Stay & Play
Missouri Hotel Preserves Golden Age of Rail Travel
by Randy Mink
Grand it is.
The glorious, barrel-vaulted Grand Hall of the St. Louis Union Station Hotel, once the main waiting room of the world’s largest and busiest train terminal, wows anyone who enters for the first time.
Arguably St. Louis’ most magnificent public interior, the sumptuous lobby lounge is a symphony in gold leaf, marble, wood carpentry, stenciling and stained glass. Intricate mosaics, ornate plasterwork, graceful archways and green glazed terracotta bricks from Italy enhance the splendor.
Accompanied by music, nightly 3D light shows projected onto the 65-foot-high ceiling dazzle guests relaxing in armchairs and sofas or seated at the long marble bar. During my recent stay, I caught kaleidoscopic shows themed around train nostalgia and marine life (a nod to the St. Louis Aquarium, one of several attractions in the Union Station complex).

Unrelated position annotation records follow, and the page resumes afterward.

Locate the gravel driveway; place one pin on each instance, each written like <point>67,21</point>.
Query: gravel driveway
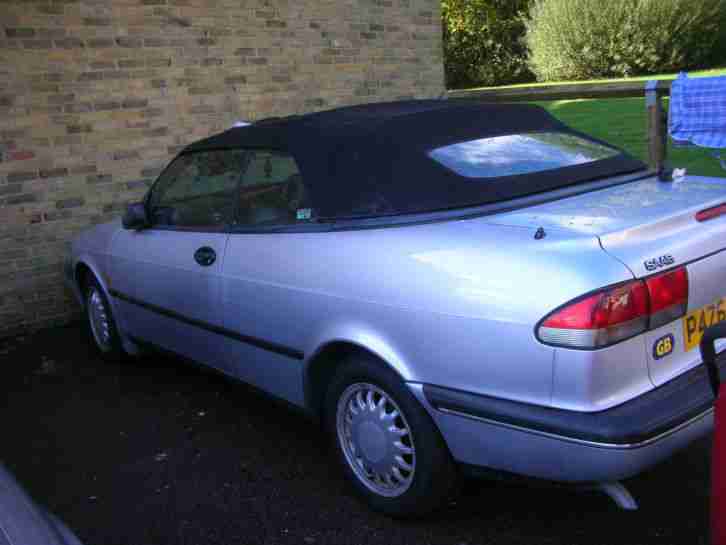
<point>161,452</point>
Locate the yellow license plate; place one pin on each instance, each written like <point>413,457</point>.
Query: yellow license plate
<point>694,323</point>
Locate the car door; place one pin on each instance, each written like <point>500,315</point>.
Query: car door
<point>273,208</point>
<point>166,278</point>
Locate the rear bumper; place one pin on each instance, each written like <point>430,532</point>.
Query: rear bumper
<point>573,446</point>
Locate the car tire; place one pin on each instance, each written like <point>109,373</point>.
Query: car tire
<point>391,429</point>
<point>100,322</point>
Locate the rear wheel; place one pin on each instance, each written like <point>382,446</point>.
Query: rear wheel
<point>385,441</point>
<point>100,321</point>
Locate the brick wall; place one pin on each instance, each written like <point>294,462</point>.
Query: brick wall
<point>97,95</point>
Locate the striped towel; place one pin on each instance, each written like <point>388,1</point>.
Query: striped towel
<point>697,112</point>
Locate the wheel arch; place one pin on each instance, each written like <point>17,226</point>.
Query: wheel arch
<point>84,267</point>
<point>321,365</point>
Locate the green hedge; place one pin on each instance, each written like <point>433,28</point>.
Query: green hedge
<point>585,39</point>
<point>484,42</point>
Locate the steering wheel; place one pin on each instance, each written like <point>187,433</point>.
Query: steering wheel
<point>294,192</point>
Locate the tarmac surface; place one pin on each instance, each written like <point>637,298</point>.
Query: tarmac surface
<point>156,451</point>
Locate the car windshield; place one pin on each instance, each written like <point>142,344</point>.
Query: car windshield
<point>516,154</point>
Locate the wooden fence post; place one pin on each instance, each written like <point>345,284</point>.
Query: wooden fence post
<point>657,127</point>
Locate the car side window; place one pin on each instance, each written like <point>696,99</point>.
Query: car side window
<point>272,190</point>
<point>197,190</point>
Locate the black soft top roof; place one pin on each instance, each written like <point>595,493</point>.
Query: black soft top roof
<point>373,159</point>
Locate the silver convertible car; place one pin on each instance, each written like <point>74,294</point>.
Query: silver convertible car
<point>447,287</point>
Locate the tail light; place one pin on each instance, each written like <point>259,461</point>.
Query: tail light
<point>618,312</point>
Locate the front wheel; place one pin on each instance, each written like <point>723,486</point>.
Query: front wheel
<point>101,322</point>
<point>386,442</point>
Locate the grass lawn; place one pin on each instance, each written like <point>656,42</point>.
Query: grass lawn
<point>622,121</point>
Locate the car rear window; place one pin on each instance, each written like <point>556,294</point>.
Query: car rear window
<point>516,154</point>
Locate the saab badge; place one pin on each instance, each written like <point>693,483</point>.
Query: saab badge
<point>663,346</point>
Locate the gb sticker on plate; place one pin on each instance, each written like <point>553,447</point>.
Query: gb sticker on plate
<point>663,346</point>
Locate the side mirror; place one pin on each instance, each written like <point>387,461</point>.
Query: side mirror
<point>135,217</point>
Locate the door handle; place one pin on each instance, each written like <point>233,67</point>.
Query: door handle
<point>205,256</point>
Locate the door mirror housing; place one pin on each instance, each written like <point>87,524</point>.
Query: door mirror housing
<point>135,217</point>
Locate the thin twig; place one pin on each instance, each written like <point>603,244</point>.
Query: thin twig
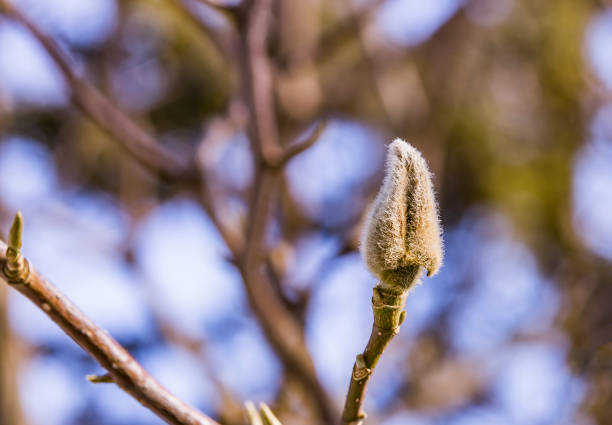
<point>137,142</point>
<point>124,370</point>
<point>258,82</point>
<point>285,334</point>
<point>387,307</point>
<point>223,39</point>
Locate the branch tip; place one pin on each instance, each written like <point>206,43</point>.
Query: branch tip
<point>14,242</point>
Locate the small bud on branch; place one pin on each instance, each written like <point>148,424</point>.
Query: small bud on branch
<point>402,229</point>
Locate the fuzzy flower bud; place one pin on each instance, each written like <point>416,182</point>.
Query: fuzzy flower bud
<point>402,230</point>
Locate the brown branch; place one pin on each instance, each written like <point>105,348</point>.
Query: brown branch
<point>121,366</point>
<point>137,142</point>
<point>258,83</point>
<point>282,330</point>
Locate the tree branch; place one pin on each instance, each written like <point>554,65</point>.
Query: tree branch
<point>137,142</point>
<point>388,311</point>
<point>124,370</point>
<point>284,333</point>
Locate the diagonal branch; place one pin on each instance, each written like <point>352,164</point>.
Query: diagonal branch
<point>284,333</point>
<point>124,370</point>
<point>142,146</point>
<point>258,83</point>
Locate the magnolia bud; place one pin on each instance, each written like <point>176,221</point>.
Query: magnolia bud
<point>402,230</point>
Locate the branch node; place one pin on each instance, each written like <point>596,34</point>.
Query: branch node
<point>361,370</point>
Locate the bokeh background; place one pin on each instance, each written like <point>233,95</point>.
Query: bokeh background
<point>510,101</point>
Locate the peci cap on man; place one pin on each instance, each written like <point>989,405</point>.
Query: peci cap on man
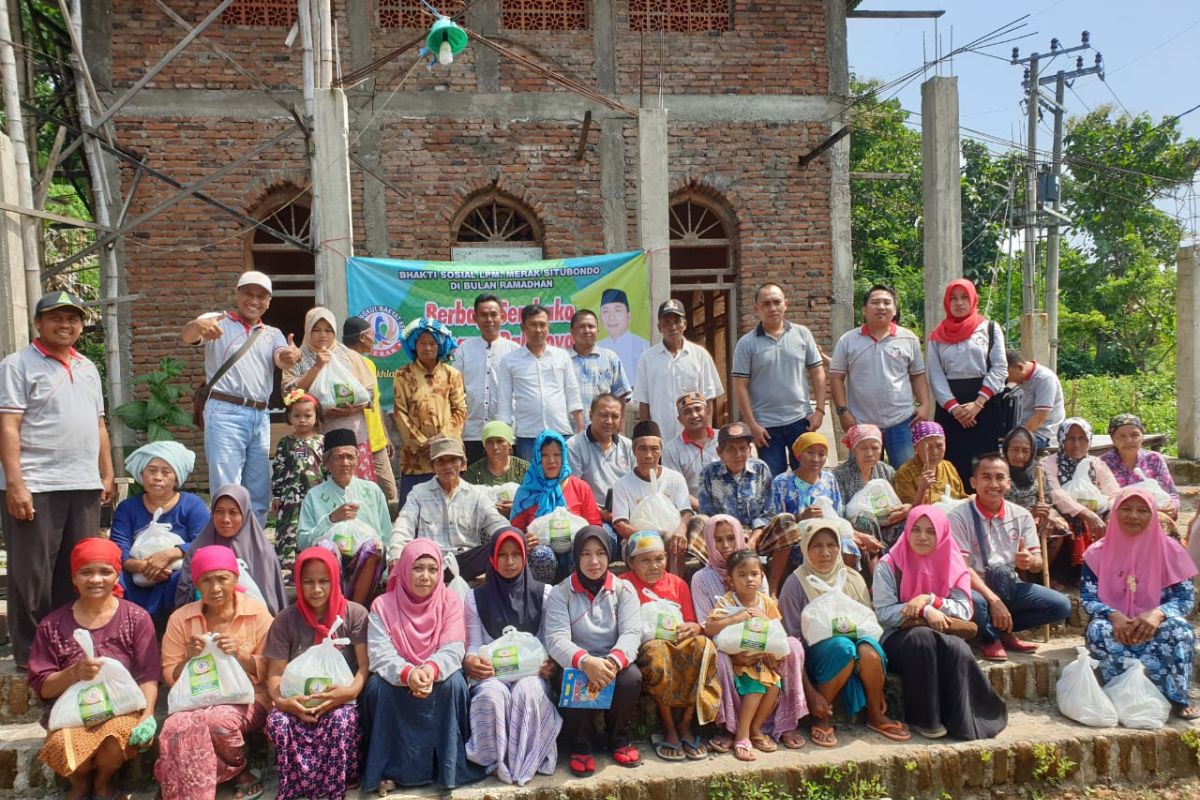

The Grand Hall is the centerpiece of the former station’s castle-like headhouse, a National Historic Landmark that stretches an entire block along Market Street. Constructed of Indiana limestone in 1894, the Romanesque-style “fortress” sports gables, red-roofed turrets and a clock tower patterned after architecture in the medieval walled city of Carcassonne, France.
Train-Themed Guest Rooms
Guest rooms pay homage to Union Station’s history with artwork depicting railroad themes. On Floors 3 and 4 in the headhouse, high-ceilinged nests in the premium Grand Hall and Clock Tower room categories are named after famous railroads or legendary trains like The Texan, Dixie Flyer and Wabash Cannonball. Vintage Pullman advertisements touting the luxury of passenger rail travel adorn the hallways.
Besides the fancier digs in the headhouse, the 539-room Curio Collection by Hilton property has modern, six-story wings surrounding a courtyard garden under the steel girders of the massive 11.5-acre train shed. Once the world’s largest roof span, the sprawling piece of real estate held 42 tracks. The courtyard’s swimming pool operates from May to October.
Union Station’s History
At its peak during World War II, Union Station handled 300 trains and 100,000 people a day. The last Amtrak train departed on October 31, 1978.
The station reopened in 1985 as a mixed-use complex with a hotel, retail shops, restaurants and event spaces. For two decades a popular spot for tourists and locals alike, the mall eventually began to lose tenants and sat empty for a number of years. Lodging Hospitality Management (LHM), the current owner of Union Station, bought the site in 2012 and began a multi-year overhaul that started in 2016.
Attractions and Restaurants
Today, St. Louis Union Station thrives as a downtown tourist magnet with attractions like the aquarium and St. Louis Wheel, an observation wheel with 42 climate-controlled gondolas. Steps from the wheel you’ll find a mini-golf course, a carousel and the Koi Pond, where vending machines dispense pellets for feeding the fish.
Facing the lake are three full-service restaurants—Landry’s Seafood, The Train Shed and St. Louis Union Station Soda Fountain, a diner renowned for its Instagram-worthy ice cream creations.
The complex’s newest eatery is The Pitch, a soccer-themed pub. It resides across the street from Citypark, home of the new St. Louis City SC soccer team.
In the hotel, the Station Grille occupies the elegant confines of the former Fred Harvey restaurant, one of the 80-some Harvey Houses that served passengers during the heyday of rail travel.